Mas a grandiosidade do projeto também explica sua dificuldade. Não basta desenhar uma arena.
É preciso resolver terreno, financiamento, licenciamento, engenharia, operação e viabilidade econômica. O maior desafio do Novo Canindé talvez não seja construir suas arquibancadas.
Será transformar um projeto extremamente ambicioso em um empreendimento sustentável durante décadas.
Se isso acontecer, a Portuguesa poderá ganhar muito mais do que um novo estádio.
Poderá transformar justamente o seu maior patrimônio histórico em uma das principais ferramentas para reconstruir o futuro do clube.
Perguntas frequentes sobre o Novo Canindé
Qual será a capacidade do Novo Canindé?
O projeto divulgado prevê mais de 50 mil espectadores em partidas de futebol. Foram anunciados 46.500 assentos convencionais e 4.685 lugares nos camarotes.
Quantas pessoas poderão assistir a shows no Novo Canindé?
A capacidade estimada para grandes eventos utilizando também a área do gramado chega a aproximadamente 84,5 mil espectadores.
Qual é a capacidade atual do Canindé?
O Estádio Dr. Oswaldo Teixeira Duarte possui capacidade registrada próxima de 21 mil espectadores.
Quando começam as obras do Novo Canindé?
A previsão inicial era janeiro de 2026, mas as obras não começaram. Em 2026 chegou-se a mencionar o primeiro trimestre de 2027, porém ainda não havia uma nova data definitiva confirmada até agosto.
Por que a construção atrasou?
Um dos principais fatores é a necessidade de regularizar a situação fundiária da área do Canindé, que envolve terrenos da Portuguesa e do Município de São Paulo. Questões relacionadas ao financiamento e à estruturação do empreendimento também fazem parte do processo.

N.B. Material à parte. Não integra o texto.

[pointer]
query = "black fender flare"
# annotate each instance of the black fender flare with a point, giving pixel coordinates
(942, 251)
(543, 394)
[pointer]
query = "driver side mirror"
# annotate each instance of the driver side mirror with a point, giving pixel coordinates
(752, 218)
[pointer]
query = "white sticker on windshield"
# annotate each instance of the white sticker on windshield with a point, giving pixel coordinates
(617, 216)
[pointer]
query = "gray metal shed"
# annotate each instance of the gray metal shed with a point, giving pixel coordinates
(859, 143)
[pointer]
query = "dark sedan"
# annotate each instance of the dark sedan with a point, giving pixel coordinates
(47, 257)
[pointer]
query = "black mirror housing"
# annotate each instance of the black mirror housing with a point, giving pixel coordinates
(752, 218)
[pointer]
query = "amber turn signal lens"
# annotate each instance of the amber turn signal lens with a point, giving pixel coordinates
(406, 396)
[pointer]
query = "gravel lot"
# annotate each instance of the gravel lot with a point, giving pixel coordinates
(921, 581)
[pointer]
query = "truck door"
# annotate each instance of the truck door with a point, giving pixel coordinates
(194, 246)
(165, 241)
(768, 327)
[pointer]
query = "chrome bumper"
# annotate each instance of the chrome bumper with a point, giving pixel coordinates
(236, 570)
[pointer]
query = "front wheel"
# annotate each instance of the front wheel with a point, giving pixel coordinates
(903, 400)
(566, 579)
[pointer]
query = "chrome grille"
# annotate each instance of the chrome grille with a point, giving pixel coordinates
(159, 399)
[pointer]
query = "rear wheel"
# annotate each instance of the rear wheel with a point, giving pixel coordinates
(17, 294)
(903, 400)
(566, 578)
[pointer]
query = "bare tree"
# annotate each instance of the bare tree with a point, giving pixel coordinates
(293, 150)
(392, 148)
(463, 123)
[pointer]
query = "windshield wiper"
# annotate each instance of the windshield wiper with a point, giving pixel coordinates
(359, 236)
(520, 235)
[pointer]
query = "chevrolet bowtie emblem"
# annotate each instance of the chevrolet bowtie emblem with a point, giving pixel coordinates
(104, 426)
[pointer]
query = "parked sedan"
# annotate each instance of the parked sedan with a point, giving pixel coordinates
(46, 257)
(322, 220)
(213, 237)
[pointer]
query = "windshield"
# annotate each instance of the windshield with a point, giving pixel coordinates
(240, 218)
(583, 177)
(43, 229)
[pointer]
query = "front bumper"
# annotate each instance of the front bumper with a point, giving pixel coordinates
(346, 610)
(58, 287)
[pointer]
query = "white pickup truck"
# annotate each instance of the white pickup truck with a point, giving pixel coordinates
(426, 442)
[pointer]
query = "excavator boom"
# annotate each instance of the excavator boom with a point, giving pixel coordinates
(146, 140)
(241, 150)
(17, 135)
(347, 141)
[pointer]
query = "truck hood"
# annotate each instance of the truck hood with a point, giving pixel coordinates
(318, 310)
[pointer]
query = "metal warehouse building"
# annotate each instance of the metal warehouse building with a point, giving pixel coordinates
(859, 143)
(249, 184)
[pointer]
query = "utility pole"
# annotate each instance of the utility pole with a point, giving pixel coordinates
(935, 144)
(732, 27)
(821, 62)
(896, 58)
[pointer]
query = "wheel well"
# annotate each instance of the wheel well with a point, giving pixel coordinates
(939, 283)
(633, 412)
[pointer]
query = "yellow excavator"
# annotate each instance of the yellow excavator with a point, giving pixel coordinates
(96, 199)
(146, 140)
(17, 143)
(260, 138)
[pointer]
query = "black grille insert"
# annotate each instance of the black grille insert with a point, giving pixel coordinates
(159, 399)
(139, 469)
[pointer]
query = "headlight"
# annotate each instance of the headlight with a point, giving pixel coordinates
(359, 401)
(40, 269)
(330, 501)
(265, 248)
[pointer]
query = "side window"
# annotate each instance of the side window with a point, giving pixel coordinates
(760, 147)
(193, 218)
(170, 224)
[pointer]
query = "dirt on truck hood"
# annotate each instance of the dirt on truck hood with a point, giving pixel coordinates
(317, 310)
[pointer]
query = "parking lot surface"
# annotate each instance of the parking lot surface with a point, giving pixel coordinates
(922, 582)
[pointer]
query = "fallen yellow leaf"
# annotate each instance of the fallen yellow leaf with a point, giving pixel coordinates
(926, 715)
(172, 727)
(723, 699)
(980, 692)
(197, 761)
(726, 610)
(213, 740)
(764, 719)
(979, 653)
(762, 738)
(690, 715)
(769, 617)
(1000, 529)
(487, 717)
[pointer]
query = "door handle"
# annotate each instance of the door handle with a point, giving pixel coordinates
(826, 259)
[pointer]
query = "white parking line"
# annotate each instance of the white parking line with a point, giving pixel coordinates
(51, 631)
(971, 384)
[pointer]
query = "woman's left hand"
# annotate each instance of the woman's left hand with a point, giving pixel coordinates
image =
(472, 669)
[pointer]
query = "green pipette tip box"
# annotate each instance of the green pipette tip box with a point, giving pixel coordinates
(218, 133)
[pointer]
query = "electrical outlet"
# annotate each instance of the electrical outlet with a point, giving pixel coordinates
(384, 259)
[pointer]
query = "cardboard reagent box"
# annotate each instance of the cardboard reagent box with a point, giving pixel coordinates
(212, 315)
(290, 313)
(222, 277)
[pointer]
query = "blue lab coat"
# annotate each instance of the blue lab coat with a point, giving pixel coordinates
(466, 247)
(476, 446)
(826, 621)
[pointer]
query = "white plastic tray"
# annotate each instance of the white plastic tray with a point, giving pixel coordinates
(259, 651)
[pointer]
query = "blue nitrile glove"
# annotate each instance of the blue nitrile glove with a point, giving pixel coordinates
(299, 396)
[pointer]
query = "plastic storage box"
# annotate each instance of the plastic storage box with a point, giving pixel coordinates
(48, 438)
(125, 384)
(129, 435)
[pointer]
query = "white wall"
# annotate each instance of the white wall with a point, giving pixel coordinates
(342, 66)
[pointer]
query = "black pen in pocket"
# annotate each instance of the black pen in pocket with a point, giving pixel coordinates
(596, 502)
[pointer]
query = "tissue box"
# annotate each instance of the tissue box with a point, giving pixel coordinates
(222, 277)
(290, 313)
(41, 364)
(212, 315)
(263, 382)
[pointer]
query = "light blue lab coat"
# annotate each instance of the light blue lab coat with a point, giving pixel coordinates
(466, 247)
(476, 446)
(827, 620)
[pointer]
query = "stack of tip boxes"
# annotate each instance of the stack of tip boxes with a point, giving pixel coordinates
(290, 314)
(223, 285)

Quanto custará o Novo Canindé?
As estimativas públicas variaram bastante. Inicialmente foram divulgados valores próximos de R$ 500 milhões, enquanto declarações posteriores chegaram a mencionar um investimento entre R$ 850 milhões e R$ 1 bilhão.
O Novo Canindé terá hotel?
Sim. O projeto apresentado prevê hotel integrado ao complexo, além de boulevard gastronômico, clube social e outras áreas comerciais.
Quantas vagas de estacionamento terá?
A versão apresentada em 2025 prevê aproximadamente 4.600 vagas.
O atual Canindé será apenas reformado?
Não. O nível de intervenção previsto é tão grande que o projeto se aproxima muito mais da construção de uma nova arena dentro do complexo do que de uma simples modernização pontual do estádio existente.
O projeto ainda pode mudar?
Sim. Imagens divulgadas representam o conceito apresentado até agora. Projeto executivo, engenharia, licenciamento, custos e mudanças entre parceiros podem provocar alterações antes do início efetivo das obras.